MBTileMakerViewer
Mobile devices require, and even desktop programs benefit from, maps that are divided into tiles for rapid and memory-efficient display across a huge range of scales. A very popular map tiling format is MBTiles, which was originally developed by Mapbox. My programs GMDE and GMDE Lite, as well as all GIS programs and mobile apps, can use MBTiles maps.
MBTileMakerViewer is, as the name says, a desktop app for making MBTiles files out of any raster map, as well as for viewing MBTiles files you may have received from others. The program has a very nice user manual, which you can access from the Help menu.
Version History
v. 1.5.0 — 2025.02.14 — Valentine’s Day edition!
NEW: You can now enter more than 3 control points. The app now uses a least squares best fit matrix inversion to determine the best fitting coefficients of the transformation matrix. After you’ve entered the first three control points, select Georeference>Add Another Point each time you want to add an additional control point.
NEW: Crop either your original map (before or after assigning control points) or your warped map so that your MBTiles file includes just the area you are interested in. No sense tiling parts of the map that you don’t want!
NEW: Set the color and transparency of the padding pixels used around the margin of the warped map. The default color is black but you can make the pixels white or any other color to blend in with the rest of the map.
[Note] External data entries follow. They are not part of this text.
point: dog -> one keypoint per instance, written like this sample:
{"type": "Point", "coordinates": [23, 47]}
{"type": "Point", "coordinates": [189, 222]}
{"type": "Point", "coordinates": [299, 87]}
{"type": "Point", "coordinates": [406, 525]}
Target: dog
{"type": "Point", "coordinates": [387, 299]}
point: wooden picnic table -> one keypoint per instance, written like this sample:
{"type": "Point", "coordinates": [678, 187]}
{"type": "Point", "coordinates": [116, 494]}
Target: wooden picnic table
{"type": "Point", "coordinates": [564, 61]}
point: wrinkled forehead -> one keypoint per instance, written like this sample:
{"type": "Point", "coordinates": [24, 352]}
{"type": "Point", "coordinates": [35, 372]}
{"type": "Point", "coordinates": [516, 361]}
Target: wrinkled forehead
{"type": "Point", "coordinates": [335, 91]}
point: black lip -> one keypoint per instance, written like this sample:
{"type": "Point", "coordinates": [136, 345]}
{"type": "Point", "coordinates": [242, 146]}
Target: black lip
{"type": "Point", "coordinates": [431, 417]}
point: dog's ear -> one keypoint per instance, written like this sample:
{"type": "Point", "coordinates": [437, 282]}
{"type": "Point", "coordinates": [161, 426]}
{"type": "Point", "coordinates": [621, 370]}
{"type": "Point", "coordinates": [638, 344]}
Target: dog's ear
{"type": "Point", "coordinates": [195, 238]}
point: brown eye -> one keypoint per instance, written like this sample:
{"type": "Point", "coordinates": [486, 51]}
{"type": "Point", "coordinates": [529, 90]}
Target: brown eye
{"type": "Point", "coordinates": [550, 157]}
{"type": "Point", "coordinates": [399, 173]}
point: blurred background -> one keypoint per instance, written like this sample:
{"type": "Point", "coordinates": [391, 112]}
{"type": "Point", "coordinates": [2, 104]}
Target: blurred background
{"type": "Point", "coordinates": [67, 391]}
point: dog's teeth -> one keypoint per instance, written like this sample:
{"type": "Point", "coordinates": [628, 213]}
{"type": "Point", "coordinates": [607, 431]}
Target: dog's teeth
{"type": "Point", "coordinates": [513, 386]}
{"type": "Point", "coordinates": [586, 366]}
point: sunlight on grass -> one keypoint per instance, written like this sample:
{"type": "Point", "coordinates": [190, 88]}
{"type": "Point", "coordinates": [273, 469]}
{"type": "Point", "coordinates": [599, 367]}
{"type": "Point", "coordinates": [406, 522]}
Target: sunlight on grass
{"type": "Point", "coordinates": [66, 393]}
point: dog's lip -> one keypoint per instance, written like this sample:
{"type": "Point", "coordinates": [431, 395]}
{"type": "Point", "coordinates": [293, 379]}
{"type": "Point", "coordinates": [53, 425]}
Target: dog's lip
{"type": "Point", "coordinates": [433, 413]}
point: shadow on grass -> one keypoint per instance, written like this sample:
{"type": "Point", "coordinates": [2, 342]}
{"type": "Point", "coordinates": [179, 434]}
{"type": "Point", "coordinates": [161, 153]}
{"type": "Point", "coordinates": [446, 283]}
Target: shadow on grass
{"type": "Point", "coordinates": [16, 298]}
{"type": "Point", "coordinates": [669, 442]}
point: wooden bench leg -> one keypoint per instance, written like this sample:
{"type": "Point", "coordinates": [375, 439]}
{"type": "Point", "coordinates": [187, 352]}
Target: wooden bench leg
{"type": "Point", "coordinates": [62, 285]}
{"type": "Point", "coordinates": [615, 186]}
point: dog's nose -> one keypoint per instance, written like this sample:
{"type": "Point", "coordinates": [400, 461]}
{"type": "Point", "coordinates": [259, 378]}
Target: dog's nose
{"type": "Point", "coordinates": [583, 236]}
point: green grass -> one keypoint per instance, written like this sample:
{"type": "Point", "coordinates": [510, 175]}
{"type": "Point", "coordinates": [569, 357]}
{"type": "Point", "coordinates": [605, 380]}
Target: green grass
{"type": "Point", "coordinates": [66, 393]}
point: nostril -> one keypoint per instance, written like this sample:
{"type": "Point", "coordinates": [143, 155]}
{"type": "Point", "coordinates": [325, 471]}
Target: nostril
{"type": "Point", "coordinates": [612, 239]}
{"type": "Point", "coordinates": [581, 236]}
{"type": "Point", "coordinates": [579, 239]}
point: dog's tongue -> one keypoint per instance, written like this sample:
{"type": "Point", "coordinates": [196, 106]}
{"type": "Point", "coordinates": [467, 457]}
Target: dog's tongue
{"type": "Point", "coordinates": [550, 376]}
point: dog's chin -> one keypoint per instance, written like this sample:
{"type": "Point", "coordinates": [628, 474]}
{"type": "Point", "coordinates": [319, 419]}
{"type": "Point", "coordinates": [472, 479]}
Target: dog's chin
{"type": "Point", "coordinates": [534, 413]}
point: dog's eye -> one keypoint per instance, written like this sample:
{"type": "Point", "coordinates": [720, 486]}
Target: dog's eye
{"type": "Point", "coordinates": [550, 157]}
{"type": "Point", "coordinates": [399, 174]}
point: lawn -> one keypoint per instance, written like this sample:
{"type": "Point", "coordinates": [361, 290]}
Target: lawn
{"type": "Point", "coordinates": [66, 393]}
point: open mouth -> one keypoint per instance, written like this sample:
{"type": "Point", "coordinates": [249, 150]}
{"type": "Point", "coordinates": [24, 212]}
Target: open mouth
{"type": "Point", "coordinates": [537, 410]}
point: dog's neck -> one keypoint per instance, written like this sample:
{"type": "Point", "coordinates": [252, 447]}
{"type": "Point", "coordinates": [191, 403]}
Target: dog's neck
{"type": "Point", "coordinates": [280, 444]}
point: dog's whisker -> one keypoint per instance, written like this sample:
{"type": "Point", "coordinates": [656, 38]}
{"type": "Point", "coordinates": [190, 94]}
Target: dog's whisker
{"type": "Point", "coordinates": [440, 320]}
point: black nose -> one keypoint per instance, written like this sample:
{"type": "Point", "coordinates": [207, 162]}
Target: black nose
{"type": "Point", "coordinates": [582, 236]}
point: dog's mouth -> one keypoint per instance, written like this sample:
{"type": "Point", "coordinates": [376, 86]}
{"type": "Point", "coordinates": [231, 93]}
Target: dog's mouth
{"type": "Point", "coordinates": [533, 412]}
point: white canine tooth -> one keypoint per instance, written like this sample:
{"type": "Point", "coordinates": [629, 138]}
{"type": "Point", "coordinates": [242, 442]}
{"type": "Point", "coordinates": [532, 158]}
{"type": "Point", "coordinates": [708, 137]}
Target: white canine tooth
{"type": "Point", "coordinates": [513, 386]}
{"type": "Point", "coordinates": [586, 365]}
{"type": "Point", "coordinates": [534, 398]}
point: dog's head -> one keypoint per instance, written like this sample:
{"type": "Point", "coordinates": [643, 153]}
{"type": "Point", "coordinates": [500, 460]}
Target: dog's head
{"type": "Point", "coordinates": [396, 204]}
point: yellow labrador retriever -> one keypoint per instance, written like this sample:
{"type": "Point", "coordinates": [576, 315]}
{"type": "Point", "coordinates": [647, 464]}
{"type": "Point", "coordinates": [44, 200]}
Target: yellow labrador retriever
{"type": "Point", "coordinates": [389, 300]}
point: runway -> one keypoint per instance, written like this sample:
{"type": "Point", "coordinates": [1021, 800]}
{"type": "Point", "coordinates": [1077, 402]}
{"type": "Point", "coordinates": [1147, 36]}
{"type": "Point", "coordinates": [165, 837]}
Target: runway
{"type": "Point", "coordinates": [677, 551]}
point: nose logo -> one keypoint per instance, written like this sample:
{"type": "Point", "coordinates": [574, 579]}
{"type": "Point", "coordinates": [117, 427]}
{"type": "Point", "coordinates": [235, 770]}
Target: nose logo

Making the pixels completely transparent is especially useful if you intend to save the MBTiles file in PNG format (which preserves transparency, unlike JPEG). When you overlay the map on a different base map in GMDE, the underlying base map will show through the transparent padding pixels.
IMPROVED: When showing, Apple Maps in the Mac version now shows the pins for the control points of the map you are georeferencing even if you are typing in longitude and latitude values instead of clicking on Apple Maps. NOTE: the value you type in is recorded when you have finished editing both longitude and latitude cells.
UPDATED: The user manual to reflect the above changes.
v. 1.0.1 — 2025.02.08
Minor interface refinements, especially to the MBTile map panel.
v. 1.0.0 — 2025.02.05 First public release!
Please read the manual for functionality. MBTileMakerViewer can read any map in TIFF, JPEG, or PNG format. If your map has an accompanying “World File” the app will use that to georeference the file. Otherwise, you will have to identify three points of known longitude and latitude on the map in order to georeference it.
Once georeferenced, you will warp the map to a Spherical Mercator projection which virtually all map tiles use. The Users Manual gives a good explanation of this projection and has a handy table to show you the relationship between zoom levels, equivalent paper maps scales, and resolution in meters per pixel. Once georeferenced, the app will use a simple and (relatively) speedy affine transformation with nearest neighbor interpolation to perform the warp. If your image requires more complicated warping, you will have to use some other program, at least until I get around to implementing higher order warps in a subsequent version. My experience is that this simple approach works very well in most cases.
After warping, simply choose File>Save as MBTiles File. to save your file.
Once a map is georeferenced, or if you have opened an MBTiles file that you already have, you can measure distances and azimuths on the map if you want.
That’s it: it’s pretty simple compared to the available alternatives!